C'était à Tolochenaz plus précisément, non loin de Morges. Ces quelques lignes voudraient restituer ce moment de grâce tel que je l’ai vécu de la manière la plus simple. Parce qu’il demeure à jamais gravé dans ma mémoire.
À cette époque, je fréquentais le Séminaire de culture théologique de Lausanne (aujourd’hui Cèdres Formation, dans le cadre de l’EERV), tout en poursuivant une carrière professionnelle dans le domaine de l’énergie nucléaire. Les colloques avaient lieu une fois par mois, un samedi après-midi. Ce samedi-là, nous étudions, sous la direction de Claude Bridel, l’histoire de la théologie eucharistique, et la divergence de vues entre les Réformateurs Ulrich Zwingli et Martin Luther en particulier. Le premier proclamait la doctrine mémorialique (le symbole de la Cène étant avant tout un mémorial) et combattait la doctrine luthérienne de la consubstantiation (autrement dit, le pain et le vin, symboles du dernier repas de Jésus avec ses disciples, conservent leur substance propre). Tandis qu’au concile de Trente (mais déjà avant lui lors du quatrième concile du Latran en 1215), l’Église de Rome va opposer à cette doctrine le dogme de la transsubstantiation, débouchant vers cette «présence réelle» dans les espèces consacrées.

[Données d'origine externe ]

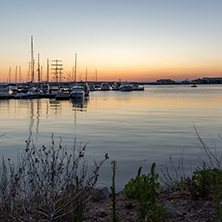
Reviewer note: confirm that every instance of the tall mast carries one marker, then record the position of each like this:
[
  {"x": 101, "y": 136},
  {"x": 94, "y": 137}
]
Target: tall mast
[
  {"x": 20, "y": 74},
  {"x": 32, "y": 61},
  {"x": 38, "y": 68},
  {"x": 47, "y": 70},
  {"x": 75, "y": 65},
  {"x": 16, "y": 74},
  {"x": 96, "y": 75}
]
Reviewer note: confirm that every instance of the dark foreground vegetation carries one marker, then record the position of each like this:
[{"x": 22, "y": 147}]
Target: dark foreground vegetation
[{"x": 54, "y": 184}]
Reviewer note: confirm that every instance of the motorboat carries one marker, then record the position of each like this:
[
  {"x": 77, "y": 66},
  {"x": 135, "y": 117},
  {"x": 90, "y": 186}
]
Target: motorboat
[
  {"x": 126, "y": 87},
  {"x": 77, "y": 92},
  {"x": 53, "y": 90},
  {"x": 137, "y": 87},
  {"x": 105, "y": 86},
  {"x": 116, "y": 85},
  {"x": 4, "y": 92},
  {"x": 64, "y": 93},
  {"x": 86, "y": 89},
  {"x": 92, "y": 87},
  {"x": 28, "y": 93}
]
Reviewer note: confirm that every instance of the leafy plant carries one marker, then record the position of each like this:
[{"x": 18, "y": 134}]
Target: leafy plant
[
  {"x": 48, "y": 183},
  {"x": 144, "y": 188},
  {"x": 115, "y": 219}
]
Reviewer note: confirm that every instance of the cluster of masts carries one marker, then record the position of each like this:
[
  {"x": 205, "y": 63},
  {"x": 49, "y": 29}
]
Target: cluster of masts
[{"x": 56, "y": 71}]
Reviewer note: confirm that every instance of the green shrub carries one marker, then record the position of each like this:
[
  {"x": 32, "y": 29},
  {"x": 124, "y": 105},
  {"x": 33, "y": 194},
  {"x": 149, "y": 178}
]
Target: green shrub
[
  {"x": 48, "y": 184},
  {"x": 144, "y": 188}
]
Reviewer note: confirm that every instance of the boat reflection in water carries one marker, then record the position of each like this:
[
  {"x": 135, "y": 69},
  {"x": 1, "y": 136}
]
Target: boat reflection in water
[{"x": 80, "y": 103}]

En résumé, tout cela était assez compliqué à assimiler et les quelques notes que j’avais prises lors de ce colloque demeuraient des notions encore fort théoriques.

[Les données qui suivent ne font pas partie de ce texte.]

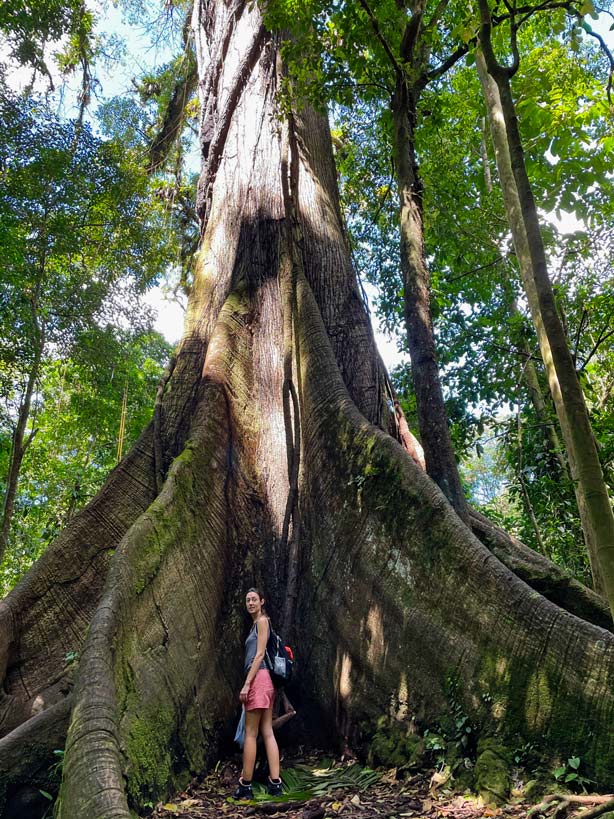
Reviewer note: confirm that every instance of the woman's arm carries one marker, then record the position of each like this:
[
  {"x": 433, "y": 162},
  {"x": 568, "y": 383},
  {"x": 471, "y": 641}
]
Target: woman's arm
[{"x": 263, "y": 636}]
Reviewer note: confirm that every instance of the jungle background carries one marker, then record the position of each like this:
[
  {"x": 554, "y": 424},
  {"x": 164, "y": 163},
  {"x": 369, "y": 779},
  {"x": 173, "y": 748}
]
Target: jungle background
[
  {"x": 91, "y": 224},
  {"x": 99, "y": 208}
]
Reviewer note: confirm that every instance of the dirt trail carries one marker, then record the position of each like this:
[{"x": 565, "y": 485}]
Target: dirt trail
[{"x": 388, "y": 798}]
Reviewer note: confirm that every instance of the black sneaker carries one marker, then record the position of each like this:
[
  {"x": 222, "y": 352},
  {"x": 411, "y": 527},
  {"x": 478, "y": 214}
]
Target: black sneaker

Or, le soir de ce même samedi, j’étais attendu dans la famille de mon oncle. Quittant la ville, son trafic et son effervescence, j’étais arrivé dans la cour de la ferme, au lieu-dit La Caroline, où coulait tranquillement une grande fontaine composée de trois bassins de pierre en forme de croix. Il faisait presque nuit. À quelques mètres de là, il y avait une grange éclairée, ouverte sur une sorte de trappe sombre qui conduisait à la cave par un escalier.
Au terme d’une semaine de travail, mon oncle avait l’habitude de réunir dans ces lieux quelques amis et connaissances pour une traditionnelle verrée, et l’on m’avait fait signe de descendre. Nous étions assis en un demi-cercle et mon oncle tirait le vin à même le tonneau par l’entremise du guillon (fausset de tonneau) . Il remplissait l’unique verre, buvait le premier, puis le remplissait à nouveau pour celui qui était à sa droite, et ainsi de suite. Il y avait certes quelques discussions et commentaires au sujet du temps qu’il fait ou des travaux en cours, mais le tout dans un certain rituel, tandis que bruissaient encore dans ma tête toutes ces notions évoquées durant le même après-midi.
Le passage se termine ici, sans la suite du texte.